STERLING, Colo. — Unlike many regions in the country, the South Platte River is running high with water this year, according to Coloradoindependent.com.
Overflowed levees and an abundance of mud stand in contrast to drier years like 2012, noted the article. One ranch hand in the article said that now it’s hard to believe the area could run out of water.
However, the South Platte River Basin population is expected to double over the next 35 years, and officials say the water will not be enough for the cities and farmers when that happens, stated the article. One plan to help with the issue involves filling reservoirs with water from the main stream.
The South Platte River Basin spans 22,000 square miles and feeds into several well-known waterways including “the Big Thompson, Cache la Poudre and St.
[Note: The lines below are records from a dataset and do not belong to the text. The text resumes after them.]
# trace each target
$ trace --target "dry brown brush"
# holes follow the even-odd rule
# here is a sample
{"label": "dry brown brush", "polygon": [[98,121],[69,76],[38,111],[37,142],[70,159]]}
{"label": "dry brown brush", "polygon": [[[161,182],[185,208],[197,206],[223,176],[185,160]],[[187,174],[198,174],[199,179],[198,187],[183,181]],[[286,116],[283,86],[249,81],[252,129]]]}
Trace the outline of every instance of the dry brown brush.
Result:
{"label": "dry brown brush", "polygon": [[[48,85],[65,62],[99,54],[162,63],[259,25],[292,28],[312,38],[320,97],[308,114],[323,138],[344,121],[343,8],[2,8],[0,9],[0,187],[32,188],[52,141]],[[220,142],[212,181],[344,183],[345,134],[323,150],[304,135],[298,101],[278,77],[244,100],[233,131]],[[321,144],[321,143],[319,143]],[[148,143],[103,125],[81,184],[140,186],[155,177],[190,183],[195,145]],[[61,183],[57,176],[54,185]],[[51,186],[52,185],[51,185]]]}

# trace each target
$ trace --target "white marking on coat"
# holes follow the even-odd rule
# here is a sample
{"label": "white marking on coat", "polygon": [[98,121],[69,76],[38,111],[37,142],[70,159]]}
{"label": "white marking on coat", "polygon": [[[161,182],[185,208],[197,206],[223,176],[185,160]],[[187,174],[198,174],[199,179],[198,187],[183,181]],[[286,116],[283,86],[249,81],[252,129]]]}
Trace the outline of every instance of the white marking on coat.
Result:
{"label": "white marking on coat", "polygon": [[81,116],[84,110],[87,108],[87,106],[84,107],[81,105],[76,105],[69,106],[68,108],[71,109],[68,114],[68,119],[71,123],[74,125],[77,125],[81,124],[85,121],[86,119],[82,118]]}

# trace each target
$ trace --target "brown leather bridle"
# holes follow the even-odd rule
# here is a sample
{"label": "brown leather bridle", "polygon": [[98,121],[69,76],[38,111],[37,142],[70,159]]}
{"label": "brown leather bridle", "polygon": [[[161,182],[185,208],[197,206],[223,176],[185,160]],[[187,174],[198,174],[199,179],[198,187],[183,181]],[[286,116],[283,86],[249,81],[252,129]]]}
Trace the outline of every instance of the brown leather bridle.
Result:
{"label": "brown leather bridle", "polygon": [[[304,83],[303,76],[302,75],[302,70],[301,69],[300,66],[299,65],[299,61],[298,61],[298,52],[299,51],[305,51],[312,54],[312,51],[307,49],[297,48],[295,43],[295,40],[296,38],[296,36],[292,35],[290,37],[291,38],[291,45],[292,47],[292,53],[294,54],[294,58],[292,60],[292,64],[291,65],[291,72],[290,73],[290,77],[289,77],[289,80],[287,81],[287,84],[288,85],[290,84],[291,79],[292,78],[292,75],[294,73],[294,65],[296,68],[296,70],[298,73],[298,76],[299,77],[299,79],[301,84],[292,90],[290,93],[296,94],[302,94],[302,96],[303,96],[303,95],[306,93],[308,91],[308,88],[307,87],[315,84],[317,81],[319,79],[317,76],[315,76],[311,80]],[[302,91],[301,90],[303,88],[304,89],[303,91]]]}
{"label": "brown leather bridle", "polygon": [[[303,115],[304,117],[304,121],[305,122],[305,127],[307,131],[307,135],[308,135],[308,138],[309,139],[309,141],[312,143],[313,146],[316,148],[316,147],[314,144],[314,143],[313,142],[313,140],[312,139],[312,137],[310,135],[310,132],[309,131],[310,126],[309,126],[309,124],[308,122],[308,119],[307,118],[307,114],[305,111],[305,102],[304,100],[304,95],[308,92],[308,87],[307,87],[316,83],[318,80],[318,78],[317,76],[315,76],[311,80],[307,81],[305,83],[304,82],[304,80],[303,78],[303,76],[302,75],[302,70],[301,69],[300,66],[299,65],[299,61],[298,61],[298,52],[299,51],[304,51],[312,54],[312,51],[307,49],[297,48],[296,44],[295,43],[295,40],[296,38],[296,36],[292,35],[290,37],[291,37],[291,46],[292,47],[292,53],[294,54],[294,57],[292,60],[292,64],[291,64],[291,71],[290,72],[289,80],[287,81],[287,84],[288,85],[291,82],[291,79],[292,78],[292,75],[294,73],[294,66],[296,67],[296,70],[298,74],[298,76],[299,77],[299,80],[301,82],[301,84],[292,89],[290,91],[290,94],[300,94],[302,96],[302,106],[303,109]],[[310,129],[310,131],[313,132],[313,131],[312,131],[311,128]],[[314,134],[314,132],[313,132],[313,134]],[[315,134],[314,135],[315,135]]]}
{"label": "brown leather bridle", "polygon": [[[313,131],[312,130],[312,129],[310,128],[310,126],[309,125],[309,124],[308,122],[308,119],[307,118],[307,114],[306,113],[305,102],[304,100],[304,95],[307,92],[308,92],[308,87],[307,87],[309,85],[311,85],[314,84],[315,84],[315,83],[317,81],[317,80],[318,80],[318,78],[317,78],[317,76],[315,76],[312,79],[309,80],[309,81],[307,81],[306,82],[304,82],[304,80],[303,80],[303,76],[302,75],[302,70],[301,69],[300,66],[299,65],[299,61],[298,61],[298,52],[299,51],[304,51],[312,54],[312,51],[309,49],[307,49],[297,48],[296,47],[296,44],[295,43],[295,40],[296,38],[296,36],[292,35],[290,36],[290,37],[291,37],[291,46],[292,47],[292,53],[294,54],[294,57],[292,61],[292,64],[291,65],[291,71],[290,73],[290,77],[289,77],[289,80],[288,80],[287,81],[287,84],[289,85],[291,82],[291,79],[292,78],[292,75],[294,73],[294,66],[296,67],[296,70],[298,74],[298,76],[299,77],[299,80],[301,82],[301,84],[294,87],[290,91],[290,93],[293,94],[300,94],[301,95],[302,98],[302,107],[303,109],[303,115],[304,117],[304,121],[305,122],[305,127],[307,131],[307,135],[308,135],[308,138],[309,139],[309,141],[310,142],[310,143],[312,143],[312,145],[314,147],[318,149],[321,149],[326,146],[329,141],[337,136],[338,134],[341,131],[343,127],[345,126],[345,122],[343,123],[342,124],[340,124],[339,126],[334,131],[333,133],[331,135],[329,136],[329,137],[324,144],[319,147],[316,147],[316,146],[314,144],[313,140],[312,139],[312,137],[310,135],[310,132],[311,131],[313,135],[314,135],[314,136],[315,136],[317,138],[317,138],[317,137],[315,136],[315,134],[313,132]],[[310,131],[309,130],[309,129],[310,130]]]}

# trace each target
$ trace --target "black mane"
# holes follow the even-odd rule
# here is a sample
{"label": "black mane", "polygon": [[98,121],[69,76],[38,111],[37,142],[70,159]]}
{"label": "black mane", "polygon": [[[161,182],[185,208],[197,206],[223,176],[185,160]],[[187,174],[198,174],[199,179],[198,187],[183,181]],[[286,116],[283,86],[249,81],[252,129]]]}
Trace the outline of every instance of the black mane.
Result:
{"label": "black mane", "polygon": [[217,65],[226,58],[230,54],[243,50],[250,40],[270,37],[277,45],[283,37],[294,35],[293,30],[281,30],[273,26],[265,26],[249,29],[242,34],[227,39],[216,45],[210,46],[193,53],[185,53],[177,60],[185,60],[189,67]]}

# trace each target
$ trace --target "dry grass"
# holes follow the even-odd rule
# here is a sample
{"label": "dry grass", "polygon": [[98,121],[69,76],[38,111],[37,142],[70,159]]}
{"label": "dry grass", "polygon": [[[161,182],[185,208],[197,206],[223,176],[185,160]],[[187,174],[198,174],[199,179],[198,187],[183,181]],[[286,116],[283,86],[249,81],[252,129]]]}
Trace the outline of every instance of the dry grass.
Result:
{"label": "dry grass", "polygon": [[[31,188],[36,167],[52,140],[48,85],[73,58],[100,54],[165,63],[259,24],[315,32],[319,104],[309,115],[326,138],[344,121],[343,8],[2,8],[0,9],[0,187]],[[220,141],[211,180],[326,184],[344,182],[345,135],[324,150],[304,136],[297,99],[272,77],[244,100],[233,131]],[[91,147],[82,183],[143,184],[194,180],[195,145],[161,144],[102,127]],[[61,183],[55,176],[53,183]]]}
Vrain rivers; and Boulder, Clear and Cherry creeks,” reported the article. People rely on the river for drinking water and farmland nourishment.
Gov. John Hickenlooper ordered plan to address the issue in 2013, shared the article. The final draft is due July 15. The strategy will involve projects for nine major river basins in the state.
Farmers and cities have discussed how to handle the issue, asserted the article. Jim Yahn, a farmer who serves on the local irrigation district board, said in the article that technical challenges exist regarding how to handle an increase in water. The costs of building more infrastructures would be high.